In 2011, more Americans connected to the Internet than ever before, although differences continued to exist between those with use and those without. Just as with differences in use, variation in the ways that people were connecting online and the frequency of their use remained prevalent as well.
This report provides household and individual level analysis of computer usage and Internet use. The findings are based on data collected in a July 2011 supplement to the Current Population Survey (CPS), which includes questions about computer ownership, Internet use both inside and outside the home, and the additional devices that people use to go online. The U.S. Census Bureau has asked questions in the CPS about computer use since 1984 and Internet use since 1997. This narrative report is complemented by a detailed table package that allows users to explore the data in more detail.
In 2011, household respondents were asked how many computers were present in their home.
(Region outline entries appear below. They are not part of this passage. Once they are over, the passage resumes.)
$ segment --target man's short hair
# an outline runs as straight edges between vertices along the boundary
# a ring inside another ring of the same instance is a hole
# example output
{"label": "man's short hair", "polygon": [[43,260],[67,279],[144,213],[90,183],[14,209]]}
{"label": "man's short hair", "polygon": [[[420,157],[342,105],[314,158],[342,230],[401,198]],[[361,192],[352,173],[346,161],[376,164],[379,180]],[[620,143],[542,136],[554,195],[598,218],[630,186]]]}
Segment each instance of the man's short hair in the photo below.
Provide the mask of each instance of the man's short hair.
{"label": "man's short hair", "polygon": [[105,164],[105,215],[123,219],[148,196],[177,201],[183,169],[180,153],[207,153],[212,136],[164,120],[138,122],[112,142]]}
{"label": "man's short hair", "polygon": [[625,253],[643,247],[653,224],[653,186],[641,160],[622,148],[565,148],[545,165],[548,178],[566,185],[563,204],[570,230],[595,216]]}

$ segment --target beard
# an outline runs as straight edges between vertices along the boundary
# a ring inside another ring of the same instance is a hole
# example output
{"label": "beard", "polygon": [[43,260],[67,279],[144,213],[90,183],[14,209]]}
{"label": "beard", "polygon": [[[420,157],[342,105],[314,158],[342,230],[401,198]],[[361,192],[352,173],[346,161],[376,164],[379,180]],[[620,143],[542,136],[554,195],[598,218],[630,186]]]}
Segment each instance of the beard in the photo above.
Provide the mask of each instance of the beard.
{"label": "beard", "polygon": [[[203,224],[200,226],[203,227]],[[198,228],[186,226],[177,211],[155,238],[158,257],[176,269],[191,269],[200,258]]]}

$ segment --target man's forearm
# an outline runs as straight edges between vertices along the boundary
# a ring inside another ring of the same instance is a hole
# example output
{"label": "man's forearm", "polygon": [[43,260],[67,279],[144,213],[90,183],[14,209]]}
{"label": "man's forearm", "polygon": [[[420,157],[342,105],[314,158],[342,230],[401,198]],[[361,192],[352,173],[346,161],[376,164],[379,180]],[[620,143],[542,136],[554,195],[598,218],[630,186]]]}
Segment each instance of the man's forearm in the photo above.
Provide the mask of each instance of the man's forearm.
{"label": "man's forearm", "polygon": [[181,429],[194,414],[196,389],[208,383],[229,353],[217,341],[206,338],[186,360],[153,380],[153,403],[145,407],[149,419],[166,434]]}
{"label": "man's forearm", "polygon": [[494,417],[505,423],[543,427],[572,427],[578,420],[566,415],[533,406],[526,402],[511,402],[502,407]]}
Respondents were also asked whether anyone in their household used the Internet from that home. Later in the survey, respondents were asked about the individual Internet activities of all members of the household, including whether they accessed the Internet, where that use took place, and what types of devices they used. Over time, the Census Bureau has changed the wording of many questions in the Computer and Internet Use Supplement. Appendix Table A presents a summary of these changes.
This report begins with a summary of computer and Internet use in American households since 1984, while the second part addresses use specifically in 2011. The final section presents a new “Connectivity Continuum” designed to show variations across an all-inclusive scale of personal technology adoption in the general public.